Statistics on the Election

Kevin Drum posts some interesting statistics of which groups came out for Obama relative to the national average and which did not. Unsurprisingly, Obama did well among the young, but surprisingly only tied Kerry amongst gays and lesbians, and did especially well amongst high earners (the primary victims of his tax plan).

Democrats have been wondering "whats the matter with Kansas?" Now Republicans will have to wonder "whats the matter with Connecticut?" Why is it that so many rich people come out for Obama despite their narrow short-term economic self interest?

I think my Dad fits the bill of one of those high-earners who were converted to Obama. He was turned off by the social conservatism represented by Sarah Palin and Michelle Bachman. But also saw the value of his retirement savings wither away by inflation and the low dollar caused (he says) by Bush's budget deficits. Meanwhile, Bush did not so much cut taxes on high earners as on the wealthy through his massive cuts of inheritance and capital gains taxes. Bush showed his natural affinity for the ne'er-do-well sons of wealthy fathers like himself. Meanwhile, many people with high incomes who live in the coasts don't actually have much wealth: they spend their money on inflated real estate and watched the value of their expensive houses plummet under Bush.
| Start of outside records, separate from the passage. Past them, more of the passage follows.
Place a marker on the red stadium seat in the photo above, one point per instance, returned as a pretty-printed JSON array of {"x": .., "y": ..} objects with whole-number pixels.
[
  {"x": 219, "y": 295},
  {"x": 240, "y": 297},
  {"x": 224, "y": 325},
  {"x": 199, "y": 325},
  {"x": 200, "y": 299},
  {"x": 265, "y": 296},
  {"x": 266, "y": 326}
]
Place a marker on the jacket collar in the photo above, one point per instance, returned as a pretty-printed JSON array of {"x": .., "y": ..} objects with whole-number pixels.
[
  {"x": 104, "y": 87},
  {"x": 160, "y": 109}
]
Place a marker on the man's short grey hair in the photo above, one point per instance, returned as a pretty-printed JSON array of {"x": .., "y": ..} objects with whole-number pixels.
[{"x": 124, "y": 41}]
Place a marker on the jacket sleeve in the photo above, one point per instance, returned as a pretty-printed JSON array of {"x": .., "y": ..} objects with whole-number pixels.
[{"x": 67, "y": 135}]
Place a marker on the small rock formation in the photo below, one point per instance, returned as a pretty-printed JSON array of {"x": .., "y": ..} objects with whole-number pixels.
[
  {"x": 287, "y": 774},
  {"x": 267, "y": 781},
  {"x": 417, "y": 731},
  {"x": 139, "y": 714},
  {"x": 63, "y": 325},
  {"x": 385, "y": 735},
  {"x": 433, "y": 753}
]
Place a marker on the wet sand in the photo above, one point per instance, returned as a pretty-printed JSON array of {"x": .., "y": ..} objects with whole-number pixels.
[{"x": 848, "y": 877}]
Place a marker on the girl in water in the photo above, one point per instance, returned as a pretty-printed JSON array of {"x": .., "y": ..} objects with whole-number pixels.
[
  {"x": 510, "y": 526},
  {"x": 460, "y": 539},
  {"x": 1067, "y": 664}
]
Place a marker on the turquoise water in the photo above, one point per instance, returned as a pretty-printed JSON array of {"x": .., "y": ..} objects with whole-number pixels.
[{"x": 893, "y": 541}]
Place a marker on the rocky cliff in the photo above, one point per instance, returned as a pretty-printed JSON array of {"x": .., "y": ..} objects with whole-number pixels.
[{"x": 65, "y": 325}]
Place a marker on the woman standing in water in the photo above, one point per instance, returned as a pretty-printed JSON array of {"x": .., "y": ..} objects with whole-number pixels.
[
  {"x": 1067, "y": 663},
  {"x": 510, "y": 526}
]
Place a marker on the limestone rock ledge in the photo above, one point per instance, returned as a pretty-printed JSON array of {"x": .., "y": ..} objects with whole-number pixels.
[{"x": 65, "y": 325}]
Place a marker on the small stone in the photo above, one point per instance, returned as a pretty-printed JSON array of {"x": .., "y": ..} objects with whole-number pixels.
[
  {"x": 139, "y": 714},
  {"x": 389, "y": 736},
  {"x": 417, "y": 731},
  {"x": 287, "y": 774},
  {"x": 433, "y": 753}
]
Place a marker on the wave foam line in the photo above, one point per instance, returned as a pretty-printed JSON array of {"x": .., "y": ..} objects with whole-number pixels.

But over on the Corner, there is a worriesome critique of Obama's constituency. Despite all his emphasis on the middle class, it is not totally unfair to characterize much of his support and his supporters as coming from a mix of poor blacks and rich whites. He himself may not fit into either category, but plenty of my fellow Obama volunteers did. My previous sentiments of unity with my black and hispanic co-volunteers should be colored with the yawning gaps in our education levels and prospects.

The response is to note that my current home town, solidly and genuinely middle class West Reading, came out overwhelmingly for Obama (pdf) while the more rural precincts of Berks county, with comperable income and education levels went for McCain. Values, represented in part by our choice to live in our cohesive and walkable town, seemed to trump income.